Flare-Induced Interaction Lengths in Supersonic, Turbulent Boundary Layers

Abstract

Experimental results are presented for the effects of Mach number, Reynolds number, and corner angle on flare-induced separation of a supersonic, turbulent boundary layer. In particular, measurements were obtained for the variation with flare angle, α, of the ratio ℓ_0/δ_0 of the upstream interaction length to the boundary-layer thickness at the beginning of the interaction for Mach numbers 2≤M≤4.5, boundary-layer thickness Reynolds numbers 10^5 < R_δ < 10^6, and adiabatic wall conditions. The model consisted of a hollow cylinder of 12-in. diameter and 51-in. length. Flares of angle 9°≤α≤40° were attached to the cylinder model at either of two location, viz., at x_c= 14 or 28 in. downstream from the sharp leading edge. Measurements consisted chiefly of surface-pressure distributions. Profiles for the undisturbed (flare-off) boundary-layer were also obtained. By varying the several parameters upstream interaction lengths as large as ℓ_0/δ_0 = 30 were observed. It was found that ℓ_0/δ_0 decreases with increasing Mach number and Reynolds number and, of course, increases with flare angle.
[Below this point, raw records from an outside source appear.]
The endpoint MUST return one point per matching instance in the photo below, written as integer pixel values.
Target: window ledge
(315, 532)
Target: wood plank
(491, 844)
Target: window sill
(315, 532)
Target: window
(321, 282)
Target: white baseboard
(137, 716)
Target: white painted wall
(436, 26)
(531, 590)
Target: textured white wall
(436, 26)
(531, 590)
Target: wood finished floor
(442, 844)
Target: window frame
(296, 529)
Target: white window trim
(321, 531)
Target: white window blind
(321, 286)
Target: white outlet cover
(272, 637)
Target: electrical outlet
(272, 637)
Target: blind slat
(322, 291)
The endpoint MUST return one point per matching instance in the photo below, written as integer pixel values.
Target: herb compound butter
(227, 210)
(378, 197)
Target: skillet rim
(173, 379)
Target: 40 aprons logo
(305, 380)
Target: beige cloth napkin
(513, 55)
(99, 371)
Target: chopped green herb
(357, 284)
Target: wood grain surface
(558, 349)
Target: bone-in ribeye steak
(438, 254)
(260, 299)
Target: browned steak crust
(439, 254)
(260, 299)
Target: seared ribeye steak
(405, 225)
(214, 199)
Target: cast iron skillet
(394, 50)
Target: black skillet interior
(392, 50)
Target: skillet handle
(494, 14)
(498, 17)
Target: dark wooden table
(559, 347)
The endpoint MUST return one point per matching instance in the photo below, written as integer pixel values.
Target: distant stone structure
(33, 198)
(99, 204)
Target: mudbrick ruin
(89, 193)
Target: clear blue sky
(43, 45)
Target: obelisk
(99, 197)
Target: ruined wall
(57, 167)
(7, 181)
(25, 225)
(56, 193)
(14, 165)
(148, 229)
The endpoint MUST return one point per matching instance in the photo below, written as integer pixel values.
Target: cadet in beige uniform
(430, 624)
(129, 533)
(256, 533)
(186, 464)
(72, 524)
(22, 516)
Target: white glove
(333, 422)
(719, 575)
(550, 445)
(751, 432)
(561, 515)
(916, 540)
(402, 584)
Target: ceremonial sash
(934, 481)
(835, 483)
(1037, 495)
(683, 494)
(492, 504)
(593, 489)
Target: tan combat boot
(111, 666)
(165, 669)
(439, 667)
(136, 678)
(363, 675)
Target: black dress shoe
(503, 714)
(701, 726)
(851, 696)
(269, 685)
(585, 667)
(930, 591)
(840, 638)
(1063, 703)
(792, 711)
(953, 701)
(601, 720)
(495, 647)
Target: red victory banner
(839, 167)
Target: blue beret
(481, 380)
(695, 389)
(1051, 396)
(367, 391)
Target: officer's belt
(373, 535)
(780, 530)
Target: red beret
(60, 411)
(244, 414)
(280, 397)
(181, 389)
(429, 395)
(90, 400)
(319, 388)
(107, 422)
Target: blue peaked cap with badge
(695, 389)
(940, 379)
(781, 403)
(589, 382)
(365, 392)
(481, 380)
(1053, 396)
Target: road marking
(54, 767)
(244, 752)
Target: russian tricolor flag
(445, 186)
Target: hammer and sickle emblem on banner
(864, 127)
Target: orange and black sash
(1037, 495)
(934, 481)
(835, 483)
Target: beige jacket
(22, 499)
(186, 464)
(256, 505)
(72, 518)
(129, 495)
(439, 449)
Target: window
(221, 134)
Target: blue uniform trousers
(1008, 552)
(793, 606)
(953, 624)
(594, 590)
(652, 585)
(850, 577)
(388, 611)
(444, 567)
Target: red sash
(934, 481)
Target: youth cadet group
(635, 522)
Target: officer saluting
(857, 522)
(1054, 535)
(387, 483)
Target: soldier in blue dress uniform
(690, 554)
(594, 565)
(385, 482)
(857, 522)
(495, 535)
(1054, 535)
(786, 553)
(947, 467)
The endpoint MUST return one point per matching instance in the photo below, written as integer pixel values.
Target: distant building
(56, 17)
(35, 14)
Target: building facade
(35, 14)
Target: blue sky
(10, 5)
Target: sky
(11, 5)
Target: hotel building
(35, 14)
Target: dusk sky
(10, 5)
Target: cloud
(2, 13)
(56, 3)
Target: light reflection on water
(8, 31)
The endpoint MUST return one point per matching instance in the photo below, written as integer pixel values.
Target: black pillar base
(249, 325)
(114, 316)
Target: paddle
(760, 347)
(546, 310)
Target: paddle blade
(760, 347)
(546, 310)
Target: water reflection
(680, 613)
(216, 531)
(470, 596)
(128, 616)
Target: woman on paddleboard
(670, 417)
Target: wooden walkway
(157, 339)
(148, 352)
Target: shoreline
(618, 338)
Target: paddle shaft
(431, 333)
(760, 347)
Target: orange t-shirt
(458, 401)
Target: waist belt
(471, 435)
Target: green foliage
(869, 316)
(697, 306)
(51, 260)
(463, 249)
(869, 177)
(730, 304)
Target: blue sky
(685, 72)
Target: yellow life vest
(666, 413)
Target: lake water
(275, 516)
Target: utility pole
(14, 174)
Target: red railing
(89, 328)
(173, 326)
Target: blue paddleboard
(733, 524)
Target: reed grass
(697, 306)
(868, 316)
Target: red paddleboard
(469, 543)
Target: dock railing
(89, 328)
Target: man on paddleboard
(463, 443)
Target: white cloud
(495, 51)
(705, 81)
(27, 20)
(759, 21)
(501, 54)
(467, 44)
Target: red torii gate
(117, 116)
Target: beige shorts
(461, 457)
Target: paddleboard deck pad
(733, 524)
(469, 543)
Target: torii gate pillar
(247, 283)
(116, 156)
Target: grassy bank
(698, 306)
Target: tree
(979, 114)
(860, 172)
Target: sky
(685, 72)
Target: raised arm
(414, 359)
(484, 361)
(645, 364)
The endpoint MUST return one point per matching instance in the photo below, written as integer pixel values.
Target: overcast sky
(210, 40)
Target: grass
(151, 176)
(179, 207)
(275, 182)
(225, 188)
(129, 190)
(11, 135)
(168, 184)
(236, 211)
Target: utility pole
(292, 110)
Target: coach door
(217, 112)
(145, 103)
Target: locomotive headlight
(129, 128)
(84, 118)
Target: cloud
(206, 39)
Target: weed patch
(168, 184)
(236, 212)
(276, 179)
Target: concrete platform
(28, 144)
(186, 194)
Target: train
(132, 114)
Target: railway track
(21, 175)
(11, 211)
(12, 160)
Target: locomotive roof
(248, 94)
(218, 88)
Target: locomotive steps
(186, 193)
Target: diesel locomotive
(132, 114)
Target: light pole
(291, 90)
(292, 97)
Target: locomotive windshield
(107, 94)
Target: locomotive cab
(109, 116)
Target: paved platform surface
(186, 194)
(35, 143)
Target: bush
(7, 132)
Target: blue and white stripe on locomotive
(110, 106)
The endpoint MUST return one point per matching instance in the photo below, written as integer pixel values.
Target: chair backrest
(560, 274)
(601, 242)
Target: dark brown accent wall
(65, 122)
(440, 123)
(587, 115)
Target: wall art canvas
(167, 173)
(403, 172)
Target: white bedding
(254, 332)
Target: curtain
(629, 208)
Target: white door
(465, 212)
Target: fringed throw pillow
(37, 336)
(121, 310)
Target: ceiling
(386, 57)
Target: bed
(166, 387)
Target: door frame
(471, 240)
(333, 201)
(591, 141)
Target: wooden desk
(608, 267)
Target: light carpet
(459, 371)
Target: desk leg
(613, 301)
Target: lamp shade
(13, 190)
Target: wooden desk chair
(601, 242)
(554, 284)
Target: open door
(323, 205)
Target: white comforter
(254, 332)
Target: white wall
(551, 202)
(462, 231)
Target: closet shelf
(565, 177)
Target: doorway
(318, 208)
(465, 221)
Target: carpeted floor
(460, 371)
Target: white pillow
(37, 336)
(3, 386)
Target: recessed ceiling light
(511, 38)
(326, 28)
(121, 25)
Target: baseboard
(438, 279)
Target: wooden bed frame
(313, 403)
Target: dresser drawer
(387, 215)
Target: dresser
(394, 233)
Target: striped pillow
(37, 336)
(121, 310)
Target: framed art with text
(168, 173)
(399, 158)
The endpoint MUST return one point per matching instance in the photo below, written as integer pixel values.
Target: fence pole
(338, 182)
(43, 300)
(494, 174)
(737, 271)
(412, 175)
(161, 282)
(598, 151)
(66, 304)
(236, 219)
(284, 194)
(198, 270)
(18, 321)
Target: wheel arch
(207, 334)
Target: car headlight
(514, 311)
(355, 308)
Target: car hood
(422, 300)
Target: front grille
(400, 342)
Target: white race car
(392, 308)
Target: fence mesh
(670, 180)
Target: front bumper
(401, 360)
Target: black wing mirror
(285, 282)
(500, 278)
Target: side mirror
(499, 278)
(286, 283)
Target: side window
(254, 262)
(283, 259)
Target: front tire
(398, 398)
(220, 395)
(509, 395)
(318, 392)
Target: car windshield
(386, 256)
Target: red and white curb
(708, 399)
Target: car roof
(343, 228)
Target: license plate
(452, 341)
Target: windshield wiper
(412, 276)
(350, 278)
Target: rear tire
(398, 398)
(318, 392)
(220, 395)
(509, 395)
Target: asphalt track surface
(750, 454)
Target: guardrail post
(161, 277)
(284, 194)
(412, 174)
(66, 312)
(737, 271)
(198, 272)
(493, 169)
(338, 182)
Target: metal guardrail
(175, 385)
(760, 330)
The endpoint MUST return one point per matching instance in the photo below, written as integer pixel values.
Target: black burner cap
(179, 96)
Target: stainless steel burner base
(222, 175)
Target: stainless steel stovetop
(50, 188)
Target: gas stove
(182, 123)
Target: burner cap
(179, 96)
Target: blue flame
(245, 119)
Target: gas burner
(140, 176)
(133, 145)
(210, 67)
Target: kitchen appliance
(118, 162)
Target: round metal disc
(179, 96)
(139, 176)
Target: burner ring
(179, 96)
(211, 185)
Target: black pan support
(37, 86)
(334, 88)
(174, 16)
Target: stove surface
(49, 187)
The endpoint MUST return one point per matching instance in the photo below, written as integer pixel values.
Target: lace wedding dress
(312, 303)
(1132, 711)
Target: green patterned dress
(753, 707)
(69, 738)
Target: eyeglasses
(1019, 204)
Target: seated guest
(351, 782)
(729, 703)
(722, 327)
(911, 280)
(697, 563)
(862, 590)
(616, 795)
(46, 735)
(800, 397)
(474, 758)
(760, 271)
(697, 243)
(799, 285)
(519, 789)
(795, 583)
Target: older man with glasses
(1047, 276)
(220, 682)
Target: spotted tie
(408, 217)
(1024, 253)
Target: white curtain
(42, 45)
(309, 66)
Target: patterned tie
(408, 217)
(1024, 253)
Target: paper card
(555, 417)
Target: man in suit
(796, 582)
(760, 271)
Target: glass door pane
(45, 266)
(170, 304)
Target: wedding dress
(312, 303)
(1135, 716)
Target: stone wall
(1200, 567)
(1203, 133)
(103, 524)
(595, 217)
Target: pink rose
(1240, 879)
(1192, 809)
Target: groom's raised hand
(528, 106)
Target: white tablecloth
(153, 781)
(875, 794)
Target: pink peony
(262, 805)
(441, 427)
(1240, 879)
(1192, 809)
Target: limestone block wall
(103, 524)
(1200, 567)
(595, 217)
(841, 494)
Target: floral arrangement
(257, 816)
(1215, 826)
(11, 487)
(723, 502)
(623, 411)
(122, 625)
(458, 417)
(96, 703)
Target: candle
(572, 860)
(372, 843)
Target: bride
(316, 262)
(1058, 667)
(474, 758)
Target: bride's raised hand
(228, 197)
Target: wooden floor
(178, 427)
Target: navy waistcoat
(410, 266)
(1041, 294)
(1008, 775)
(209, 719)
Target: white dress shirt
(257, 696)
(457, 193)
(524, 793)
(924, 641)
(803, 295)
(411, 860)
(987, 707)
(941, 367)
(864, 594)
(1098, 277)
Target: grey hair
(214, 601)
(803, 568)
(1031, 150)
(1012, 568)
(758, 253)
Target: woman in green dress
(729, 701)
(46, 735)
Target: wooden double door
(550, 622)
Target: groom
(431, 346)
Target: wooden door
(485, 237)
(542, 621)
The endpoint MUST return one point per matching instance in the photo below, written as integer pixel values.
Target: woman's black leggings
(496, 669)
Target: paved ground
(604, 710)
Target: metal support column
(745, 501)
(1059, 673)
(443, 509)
It was also found that, for constant α, when ℓ_0/δ_0 is plotted vs the local skin-friction coefficient, C_(f0), the Mach-number dependence disappears. From this observation, a simple correlation formula was obtained and used to compare results from other investigations, and also to correlate incipient separation data. The present results complement the incipient-separation data obtained previously by us in the next higher decade of Reynolds number and further confirm the trends established there. It was also found that, for large α, the separated region upstream of the flare has free-interaction characteristics similar to those of upstream-facing steps at high Reynolds number.